I'm fortunate that Tony, who is also a dedicated audiophile, has been a good friend since 2001, and I know that self-reliance runs deep in his character, as both an individual and an artist. But the fact of the matter is, until he can afford to have his performing abilities restored, music lovers will be deprived of his gifts: simple as that. With that in mind, some friends established, in December, the Tony Rice Foundation, central to which is a PayPal account for collecting the funds needed to make possible the surgery and, indeed, Tony's way of life. I see this as an act not of charity, but of civic-mindedness within the community of music-lovers: It takes the generosity of individuals to reach where commerce no longer does, to preserve those monuments that might otherwise fall by the wayside. Tony and the music he's created are such a monument, and I would greedily like to keep them around. If you can help, please visit the Tony Rice Foundation.

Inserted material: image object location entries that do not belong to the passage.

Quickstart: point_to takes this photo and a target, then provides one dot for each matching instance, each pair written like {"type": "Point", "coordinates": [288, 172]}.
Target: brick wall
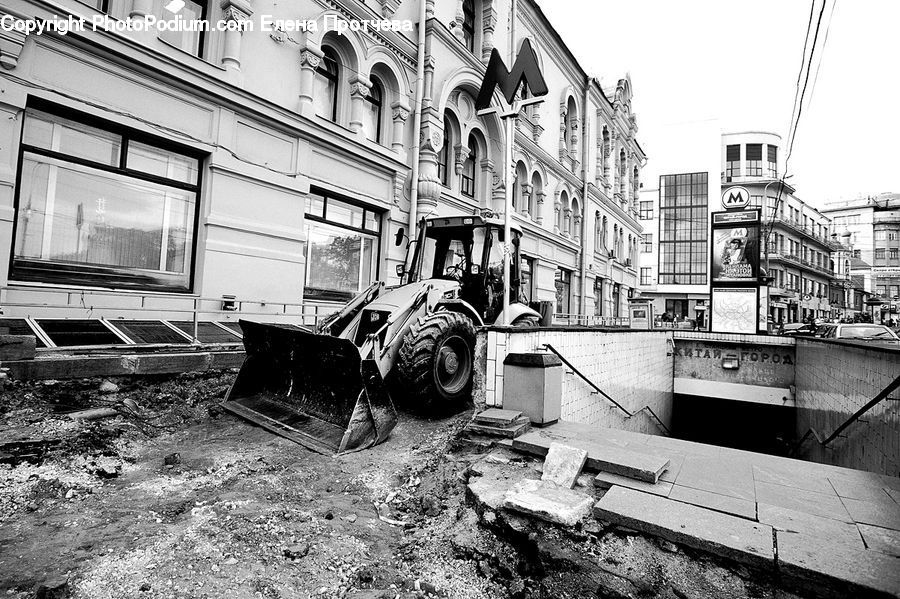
{"type": "Point", "coordinates": [634, 368]}
{"type": "Point", "coordinates": [834, 380]}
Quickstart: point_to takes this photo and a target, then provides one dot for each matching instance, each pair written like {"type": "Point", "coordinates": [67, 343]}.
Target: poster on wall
{"type": "Point", "coordinates": [735, 247]}
{"type": "Point", "coordinates": [763, 310]}
{"type": "Point", "coordinates": [734, 310]}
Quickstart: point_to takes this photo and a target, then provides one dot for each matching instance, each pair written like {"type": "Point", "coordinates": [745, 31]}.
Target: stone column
{"type": "Point", "coordinates": [541, 196]}
{"type": "Point", "coordinates": [234, 12]}
{"type": "Point", "coordinates": [360, 87]}
{"type": "Point", "coordinates": [399, 115]}
{"type": "Point", "coordinates": [431, 138]}
{"type": "Point", "coordinates": [310, 58]}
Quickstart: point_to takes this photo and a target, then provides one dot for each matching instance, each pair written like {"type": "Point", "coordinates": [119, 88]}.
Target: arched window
{"type": "Point", "coordinates": [372, 116]}
{"type": "Point", "coordinates": [444, 155]}
{"type": "Point", "coordinates": [469, 24]}
{"type": "Point", "coordinates": [326, 86]}
{"type": "Point", "coordinates": [467, 179]}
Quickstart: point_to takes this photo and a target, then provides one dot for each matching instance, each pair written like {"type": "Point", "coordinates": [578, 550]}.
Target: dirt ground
{"type": "Point", "coordinates": [180, 500]}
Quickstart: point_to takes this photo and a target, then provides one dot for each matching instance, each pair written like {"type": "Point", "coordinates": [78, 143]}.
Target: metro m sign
{"type": "Point", "coordinates": [735, 198]}
{"type": "Point", "coordinates": [525, 69]}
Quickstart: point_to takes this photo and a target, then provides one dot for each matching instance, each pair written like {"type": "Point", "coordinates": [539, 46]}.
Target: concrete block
{"type": "Point", "coordinates": [817, 528]}
{"type": "Point", "coordinates": [720, 534]}
{"type": "Point", "coordinates": [601, 456]}
{"type": "Point", "coordinates": [885, 514]}
{"type": "Point", "coordinates": [17, 347]}
{"type": "Point", "coordinates": [563, 464]}
{"type": "Point", "coordinates": [882, 540]}
{"type": "Point", "coordinates": [497, 416]}
{"type": "Point", "coordinates": [713, 501]}
{"type": "Point", "coordinates": [834, 571]}
{"type": "Point", "coordinates": [548, 501]}
{"type": "Point", "coordinates": [605, 480]}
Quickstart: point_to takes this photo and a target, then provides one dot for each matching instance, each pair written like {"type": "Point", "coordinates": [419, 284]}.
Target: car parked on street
{"type": "Point", "coordinates": [858, 332]}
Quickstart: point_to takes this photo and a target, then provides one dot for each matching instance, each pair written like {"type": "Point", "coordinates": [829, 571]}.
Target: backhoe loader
{"type": "Point", "coordinates": [328, 389]}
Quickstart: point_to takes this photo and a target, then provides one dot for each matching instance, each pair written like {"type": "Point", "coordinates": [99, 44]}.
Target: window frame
{"type": "Point", "coordinates": [331, 294]}
{"type": "Point", "coordinates": [97, 276]}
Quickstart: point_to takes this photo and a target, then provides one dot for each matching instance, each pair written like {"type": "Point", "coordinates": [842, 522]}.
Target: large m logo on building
{"type": "Point", "coordinates": [525, 69]}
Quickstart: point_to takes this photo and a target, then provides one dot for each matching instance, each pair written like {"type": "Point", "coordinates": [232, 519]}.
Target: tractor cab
{"type": "Point", "coordinates": [468, 250]}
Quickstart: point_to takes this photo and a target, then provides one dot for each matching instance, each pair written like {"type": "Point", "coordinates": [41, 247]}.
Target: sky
{"type": "Point", "coordinates": [736, 63]}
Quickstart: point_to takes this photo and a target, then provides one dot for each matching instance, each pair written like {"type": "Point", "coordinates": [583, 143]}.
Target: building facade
{"type": "Point", "coordinates": [796, 246]}
{"type": "Point", "coordinates": [873, 226]}
{"type": "Point", "coordinates": [265, 166]}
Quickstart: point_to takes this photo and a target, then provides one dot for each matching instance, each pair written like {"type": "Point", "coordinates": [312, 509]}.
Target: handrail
{"type": "Point", "coordinates": [893, 386]}
{"type": "Point", "coordinates": [603, 393]}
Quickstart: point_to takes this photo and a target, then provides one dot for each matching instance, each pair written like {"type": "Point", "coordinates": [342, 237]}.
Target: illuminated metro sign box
{"type": "Point", "coordinates": [525, 70]}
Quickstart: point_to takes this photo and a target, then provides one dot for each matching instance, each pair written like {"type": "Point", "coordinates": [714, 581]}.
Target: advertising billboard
{"type": "Point", "coordinates": [735, 247]}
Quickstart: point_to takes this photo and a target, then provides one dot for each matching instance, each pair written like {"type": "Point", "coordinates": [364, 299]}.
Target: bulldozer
{"type": "Point", "coordinates": [330, 389]}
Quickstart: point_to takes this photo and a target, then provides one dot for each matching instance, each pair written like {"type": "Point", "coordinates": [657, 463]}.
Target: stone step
{"type": "Point", "coordinates": [512, 432]}
{"type": "Point", "coordinates": [713, 532]}
{"type": "Point", "coordinates": [498, 416]}
{"type": "Point", "coordinates": [601, 457]}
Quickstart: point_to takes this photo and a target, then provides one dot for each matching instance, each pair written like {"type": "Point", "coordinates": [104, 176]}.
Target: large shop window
{"type": "Point", "coordinates": [102, 208]}
{"type": "Point", "coordinates": [342, 248]}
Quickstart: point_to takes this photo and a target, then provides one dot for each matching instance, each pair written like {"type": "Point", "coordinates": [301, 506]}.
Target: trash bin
{"type": "Point", "coordinates": [532, 384]}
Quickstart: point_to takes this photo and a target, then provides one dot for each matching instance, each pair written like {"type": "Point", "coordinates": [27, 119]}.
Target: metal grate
{"type": "Point", "coordinates": [207, 332]}
{"type": "Point", "coordinates": [149, 331]}
{"type": "Point", "coordinates": [19, 326]}
{"type": "Point", "coordinates": [74, 332]}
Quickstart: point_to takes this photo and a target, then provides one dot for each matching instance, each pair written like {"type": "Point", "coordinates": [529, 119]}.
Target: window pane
{"type": "Point", "coordinates": [344, 214]}
{"type": "Point", "coordinates": [74, 139]}
{"type": "Point", "coordinates": [162, 163]}
{"type": "Point", "coordinates": [74, 214]}
{"type": "Point", "coordinates": [189, 41]}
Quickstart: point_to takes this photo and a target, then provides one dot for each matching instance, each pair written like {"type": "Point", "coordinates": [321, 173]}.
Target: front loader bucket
{"type": "Point", "coordinates": [313, 389]}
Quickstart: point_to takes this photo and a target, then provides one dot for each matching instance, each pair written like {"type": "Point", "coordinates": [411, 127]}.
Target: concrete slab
{"type": "Point", "coordinates": [882, 540]}
{"type": "Point", "coordinates": [834, 571]}
{"type": "Point", "coordinates": [869, 490]}
{"type": "Point", "coordinates": [601, 456]}
{"type": "Point", "coordinates": [713, 501]}
{"type": "Point", "coordinates": [816, 528]}
{"type": "Point", "coordinates": [791, 476]}
{"type": "Point", "coordinates": [716, 476]}
{"type": "Point", "coordinates": [885, 514]}
{"type": "Point", "coordinates": [497, 416]}
{"type": "Point", "coordinates": [809, 502]}
{"type": "Point", "coordinates": [548, 501]}
{"type": "Point", "coordinates": [727, 536]}
{"type": "Point", "coordinates": [605, 480]}
{"type": "Point", "coordinates": [563, 464]}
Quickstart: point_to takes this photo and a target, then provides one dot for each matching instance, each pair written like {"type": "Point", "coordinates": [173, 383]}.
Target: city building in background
{"type": "Point", "coordinates": [270, 171]}
{"type": "Point", "coordinates": [872, 225]}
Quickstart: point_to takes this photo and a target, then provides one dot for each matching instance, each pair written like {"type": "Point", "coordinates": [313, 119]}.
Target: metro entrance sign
{"type": "Point", "coordinates": [526, 70]}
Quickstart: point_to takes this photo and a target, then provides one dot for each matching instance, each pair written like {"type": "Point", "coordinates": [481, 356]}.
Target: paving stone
{"type": "Point", "coordinates": [546, 500]}
{"type": "Point", "coordinates": [835, 571]}
{"type": "Point", "coordinates": [869, 490]}
{"type": "Point", "coordinates": [809, 502]}
{"type": "Point", "coordinates": [791, 476]}
{"type": "Point", "coordinates": [497, 416]}
{"type": "Point", "coordinates": [563, 464]}
{"type": "Point", "coordinates": [728, 536]}
{"type": "Point", "coordinates": [817, 528]}
{"type": "Point", "coordinates": [883, 540]}
{"type": "Point", "coordinates": [713, 501]}
{"type": "Point", "coordinates": [717, 476]}
{"type": "Point", "coordinates": [601, 456]}
{"type": "Point", "coordinates": [605, 480]}
{"type": "Point", "coordinates": [885, 513]}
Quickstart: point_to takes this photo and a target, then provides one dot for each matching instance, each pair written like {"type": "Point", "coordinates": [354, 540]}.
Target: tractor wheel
{"type": "Point", "coordinates": [528, 321]}
{"type": "Point", "coordinates": [436, 362]}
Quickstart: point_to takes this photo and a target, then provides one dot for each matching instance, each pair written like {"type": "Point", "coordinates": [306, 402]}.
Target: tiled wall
{"type": "Point", "coordinates": [833, 382]}
{"type": "Point", "coordinates": [634, 368]}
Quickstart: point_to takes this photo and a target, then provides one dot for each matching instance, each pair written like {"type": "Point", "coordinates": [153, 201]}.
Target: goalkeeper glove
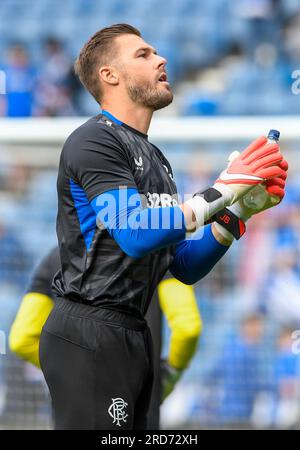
{"type": "Point", "coordinates": [169, 377]}
{"type": "Point", "coordinates": [259, 162]}
{"type": "Point", "coordinates": [231, 221]}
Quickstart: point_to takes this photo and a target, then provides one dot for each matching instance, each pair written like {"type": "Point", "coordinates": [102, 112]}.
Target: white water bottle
{"type": "Point", "coordinates": [257, 197]}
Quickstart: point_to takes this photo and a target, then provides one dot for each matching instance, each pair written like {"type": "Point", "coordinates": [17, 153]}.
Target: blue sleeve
{"type": "Point", "coordinates": [137, 230]}
{"type": "Point", "coordinates": [195, 258]}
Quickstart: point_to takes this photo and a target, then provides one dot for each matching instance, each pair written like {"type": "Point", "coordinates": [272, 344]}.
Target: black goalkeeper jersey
{"type": "Point", "coordinates": [102, 155]}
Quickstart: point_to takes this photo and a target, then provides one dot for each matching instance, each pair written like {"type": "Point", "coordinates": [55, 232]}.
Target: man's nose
{"type": "Point", "coordinates": [162, 61]}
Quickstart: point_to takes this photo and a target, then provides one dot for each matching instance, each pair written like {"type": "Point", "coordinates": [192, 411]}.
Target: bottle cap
{"type": "Point", "coordinates": [274, 135]}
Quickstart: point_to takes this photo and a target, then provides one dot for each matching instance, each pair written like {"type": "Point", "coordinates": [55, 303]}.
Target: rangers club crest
{"type": "Point", "coordinates": [117, 410]}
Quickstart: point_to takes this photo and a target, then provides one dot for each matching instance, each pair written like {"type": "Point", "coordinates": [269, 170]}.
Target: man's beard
{"type": "Point", "coordinates": [149, 96]}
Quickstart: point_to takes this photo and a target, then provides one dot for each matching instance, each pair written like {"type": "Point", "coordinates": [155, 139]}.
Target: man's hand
{"type": "Point", "coordinates": [169, 377]}
{"type": "Point", "coordinates": [257, 164]}
{"type": "Point", "coordinates": [262, 197]}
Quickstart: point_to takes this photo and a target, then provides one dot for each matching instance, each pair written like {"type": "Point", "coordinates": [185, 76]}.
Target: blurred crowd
{"type": "Point", "coordinates": [225, 57]}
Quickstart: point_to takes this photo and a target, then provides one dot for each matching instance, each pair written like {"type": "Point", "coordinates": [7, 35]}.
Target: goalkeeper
{"type": "Point", "coordinates": [177, 301]}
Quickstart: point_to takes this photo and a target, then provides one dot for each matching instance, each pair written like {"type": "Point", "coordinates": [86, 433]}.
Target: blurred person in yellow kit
{"type": "Point", "coordinates": [177, 302]}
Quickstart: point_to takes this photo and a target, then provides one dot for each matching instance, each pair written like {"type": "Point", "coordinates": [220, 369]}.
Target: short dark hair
{"type": "Point", "coordinates": [96, 52]}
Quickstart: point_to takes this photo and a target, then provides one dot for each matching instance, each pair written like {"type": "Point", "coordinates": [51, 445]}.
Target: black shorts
{"type": "Point", "coordinates": [98, 365]}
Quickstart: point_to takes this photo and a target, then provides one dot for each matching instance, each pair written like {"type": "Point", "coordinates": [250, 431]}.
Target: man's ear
{"type": "Point", "coordinates": [109, 75]}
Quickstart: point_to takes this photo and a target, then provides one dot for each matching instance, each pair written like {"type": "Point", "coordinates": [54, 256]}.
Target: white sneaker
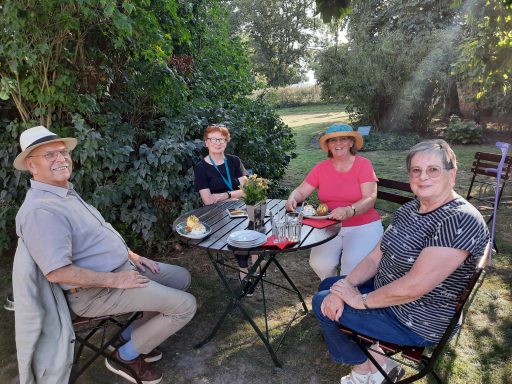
{"type": "Point", "coordinates": [392, 368]}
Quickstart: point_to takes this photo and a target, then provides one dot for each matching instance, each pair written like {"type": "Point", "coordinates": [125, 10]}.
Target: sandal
{"type": "Point", "coordinates": [355, 378]}
{"type": "Point", "coordinates": [392, 368]}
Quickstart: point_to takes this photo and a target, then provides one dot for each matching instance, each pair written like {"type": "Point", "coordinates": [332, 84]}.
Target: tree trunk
{"type": "Point", "coordinates": [451, 102]}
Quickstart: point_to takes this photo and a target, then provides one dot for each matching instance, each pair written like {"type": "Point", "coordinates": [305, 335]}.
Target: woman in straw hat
{"type": "Point", "coordinates": [347, 184]}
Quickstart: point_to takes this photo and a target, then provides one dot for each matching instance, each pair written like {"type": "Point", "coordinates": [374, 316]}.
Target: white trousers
{"type": "Point", "coordinates": [347, 249]}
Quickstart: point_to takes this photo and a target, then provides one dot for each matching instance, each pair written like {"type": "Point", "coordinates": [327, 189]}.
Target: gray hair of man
{"type": "Point", "coordinates": [437, 147]}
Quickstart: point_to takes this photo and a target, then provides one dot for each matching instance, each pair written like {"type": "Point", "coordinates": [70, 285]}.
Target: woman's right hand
{"type": "Point", "coordinates": [332, 307]}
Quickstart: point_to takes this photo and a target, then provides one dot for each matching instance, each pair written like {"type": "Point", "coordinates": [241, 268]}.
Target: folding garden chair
{"type": "Point", "coordinates": [87, 327]}
{"type": "Point", "coordinates": [490, 174]}
{"type": "Point", "coordinates": [419, 358]}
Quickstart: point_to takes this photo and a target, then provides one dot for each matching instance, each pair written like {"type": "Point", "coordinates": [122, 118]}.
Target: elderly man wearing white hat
{"type": "Point", "coordinates": [347, 184]}
{"type": "Point", "coordinates": [73, 246]}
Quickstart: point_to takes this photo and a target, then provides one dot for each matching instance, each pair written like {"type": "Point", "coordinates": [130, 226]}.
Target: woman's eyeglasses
{"type": "Point", "coordinates": [217, 140]}
{"type": "Point", "coordinates": [336, 139]}
{"type": "Point", "coordinates": [432, 171]}
{"type": "Point", "coordinates": [54, 155]}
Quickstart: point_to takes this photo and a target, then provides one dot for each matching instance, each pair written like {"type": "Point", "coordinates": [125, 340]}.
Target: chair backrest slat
{"type": "Point", "coordinates": [485, 163]}
{"type": "Point", "coordinates": [394, 191]}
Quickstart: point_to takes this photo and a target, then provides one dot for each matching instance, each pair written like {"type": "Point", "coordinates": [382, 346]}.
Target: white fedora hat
{"type": "Point", "coordinates": [35, 137]}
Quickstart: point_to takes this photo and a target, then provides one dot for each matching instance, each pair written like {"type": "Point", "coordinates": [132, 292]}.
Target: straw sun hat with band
{"type": "Point", "coordinates": [35, 137]}
{"type": "Point", "coordinates": [338, 130]}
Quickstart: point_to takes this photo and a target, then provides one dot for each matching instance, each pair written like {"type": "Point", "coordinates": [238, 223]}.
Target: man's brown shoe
{"type": "Point", "coordinates": [148, 373]}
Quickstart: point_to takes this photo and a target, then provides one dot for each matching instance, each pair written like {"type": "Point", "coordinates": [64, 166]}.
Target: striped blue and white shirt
{"type": "Point", "coordinates": [456, 224]}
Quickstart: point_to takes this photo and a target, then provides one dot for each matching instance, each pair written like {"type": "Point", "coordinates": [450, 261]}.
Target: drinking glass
{"type": "Point", "coordinates": [293, 225]}
{"type": "Point", "coordinates": [279, 231]}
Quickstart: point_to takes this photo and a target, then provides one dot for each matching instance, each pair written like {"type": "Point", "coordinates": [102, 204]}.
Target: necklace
{"type": "Point", "coordinates": [227, 181]}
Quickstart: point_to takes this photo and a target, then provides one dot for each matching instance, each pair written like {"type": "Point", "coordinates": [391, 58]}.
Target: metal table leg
{"type": "Point", "coordinates": [235, 301]}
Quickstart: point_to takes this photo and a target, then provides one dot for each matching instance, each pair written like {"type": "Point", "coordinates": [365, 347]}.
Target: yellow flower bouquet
{"type": "Point", "coordinates": [255, 189]}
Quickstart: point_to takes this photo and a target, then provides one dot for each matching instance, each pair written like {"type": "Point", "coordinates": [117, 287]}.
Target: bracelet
{"type": "Point", "coordinates": [364, 297]}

Footnote 3: I purchased my Thorens from Stereophile's copyeditor, Richard Lehnert, at a time when he still resided in the semi-arid high-desert city of Santa Fe, New Mexico—where this TD 124 toiled, without additional oil, for some 30 years. You don't suppose . . . ?

Regadude's picture

Art. Restoring all this 19th century gear is pretty cool. But, why don't you use that Rega P9 you have in your closet to listen to vinyl? You know, that P9 someone gave you to review, and then forgot to ask it back (and you cannot find them)?

I'm pretty sure it will be somewhat better than that Flintsone era Thorens... I still give you a thumbs up for restoring it. 

Doctor Fine's picture

I believe Art wound up going with the short very stiff belt drive/idler pulley Thorens specifically to gain more TORQUE and less SLIP when using the heavy tracking but wonderful Denon DL-103. 

I recall Art TRIED several famous belt drive tables before giving up and looking around for more "oomph."  The Thorens motor bites its platter with the grip of a pit bull.  Very good indeed for the low compliance heavy set bunch.

I myself would have suggested to Artie he simply use a well kitted brand new Technic SL-1210M5G but he prefers attempting things of a masochistic bent. 

The Technics was initially designed to be the ultimate audiophile turntable with prodigious amounts of torque.  It has been discontinued for lack of interest by the new generation of "experts" who ignored its charms entirely.  Those that do not know its origins missed a great one, too bad.

Completely overhauling an antique Thorens which uses a rubber wheel drive just seemed the cat's meaow to our boy.  There never was a more rugged handsome masculine piece of gear than the Thorens 124 so I DO understand the appeal and cheered for Artie when he made his into a masterpiece with many upgrades......

It is apparently Art's diabolic plan to ferret away every last piece of HiFi porn worth lusting over and then not SHARE his pile with the rest of us.

This is patently unfair Mr. Dudley so cut it out right NOW!

popluhv's picture

Is the guage at the bottom of the photo for anti-skate or VTA? Does it have adjustable VTA?